The projects is already a git submodules.
It will be initialized when compiling the firmware.
Alternatively you can run once: git submodule init and git submodule update.
firmware
To compile the firmware run rake.
documentation
To generate doxygen documentation run rake doc.
flash
There are two firmware images: bootloader and application.
The bootloader image allows to flash the application over USB using the DFU protocol.
The bootloader is started first and immediately jumps to the application if it is valid and the DFU mode is not forced (i.e. by pressing the user button on the board or requesting a DFU detach in the application).
The application image is the main application and is implemented in application.c.
It is up to the application to advertise USB DFU support (i.e. as does the provided USB CDC ACM example).
The simplest way do flash the bootloader image is using the embedded bootloader.
By pressing the BOOT0 button (setting the pin low) while powering or resetting the device, the micro-controller boot its embedded UART/USB DFU bootloader.
Connect a USB cable and run rake dfu_bootloader.
Once the bootloader is flashed, it is possible to flash the application over USB using the DFU protocol by running rake flash (equivalent to rake dfu_application.
To force the bootloader to start the DFU mode press the user button or short a pin, depending on the board.
Note: I use my own DFU bootloader instead of the embedded bootloader because I was not able to start the embedded USB DFU bootloader from the application.

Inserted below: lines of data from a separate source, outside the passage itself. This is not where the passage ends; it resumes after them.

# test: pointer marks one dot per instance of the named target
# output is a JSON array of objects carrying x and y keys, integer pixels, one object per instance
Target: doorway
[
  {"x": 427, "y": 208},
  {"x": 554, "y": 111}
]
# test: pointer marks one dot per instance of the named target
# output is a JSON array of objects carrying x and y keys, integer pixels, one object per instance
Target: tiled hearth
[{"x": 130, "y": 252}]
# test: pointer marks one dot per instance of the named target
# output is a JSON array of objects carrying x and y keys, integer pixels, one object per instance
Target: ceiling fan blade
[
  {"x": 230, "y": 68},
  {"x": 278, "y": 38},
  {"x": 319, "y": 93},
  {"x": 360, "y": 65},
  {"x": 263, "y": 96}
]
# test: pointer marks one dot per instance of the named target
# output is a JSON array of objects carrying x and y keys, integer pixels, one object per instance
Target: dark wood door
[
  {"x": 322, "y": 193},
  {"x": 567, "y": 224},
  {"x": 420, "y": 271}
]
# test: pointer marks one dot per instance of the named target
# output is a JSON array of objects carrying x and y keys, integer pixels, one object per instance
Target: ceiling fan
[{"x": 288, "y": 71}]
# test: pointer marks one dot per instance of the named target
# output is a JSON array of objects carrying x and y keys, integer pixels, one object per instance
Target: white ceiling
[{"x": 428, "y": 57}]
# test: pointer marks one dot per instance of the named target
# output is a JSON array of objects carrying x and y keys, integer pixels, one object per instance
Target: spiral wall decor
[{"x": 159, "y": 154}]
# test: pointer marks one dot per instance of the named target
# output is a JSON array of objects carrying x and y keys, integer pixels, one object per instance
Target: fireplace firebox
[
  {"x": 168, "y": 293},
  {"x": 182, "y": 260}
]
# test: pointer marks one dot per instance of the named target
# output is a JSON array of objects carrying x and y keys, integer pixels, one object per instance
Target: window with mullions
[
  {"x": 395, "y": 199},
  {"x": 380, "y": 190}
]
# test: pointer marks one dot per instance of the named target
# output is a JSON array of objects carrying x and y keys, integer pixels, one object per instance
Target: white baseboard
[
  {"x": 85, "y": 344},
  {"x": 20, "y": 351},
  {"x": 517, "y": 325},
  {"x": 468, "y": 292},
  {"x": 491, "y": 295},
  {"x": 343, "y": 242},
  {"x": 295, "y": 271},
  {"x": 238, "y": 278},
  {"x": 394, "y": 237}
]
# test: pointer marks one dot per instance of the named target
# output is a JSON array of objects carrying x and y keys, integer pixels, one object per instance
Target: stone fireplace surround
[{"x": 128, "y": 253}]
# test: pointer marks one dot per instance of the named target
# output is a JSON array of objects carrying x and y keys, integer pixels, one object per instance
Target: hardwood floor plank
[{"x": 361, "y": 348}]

The images can also be flash using SWD (Serial Wire Debug) in case the firmware gets stuck and does not provide USB functionalities.
For that you need an SWD adapter.
The Makefile uses a ST-Link V2 programmer along OpenOCD software (default), or Black Magic Probe.
To flash the bootloader using SWD run rake swd_bootloader (this will also erase the application).
To flash the application using SWD run rake swd_application (or rake swd).
To erase all memory and unlock read/write protection, run rake remove_protection.
debug
SWD also allows to debug the code running on the micro-controller using GDB.
To start the debugging session run rake debug.
USB
The firmware offers serial communication over USART1 and USB (using the CDC ACM device class).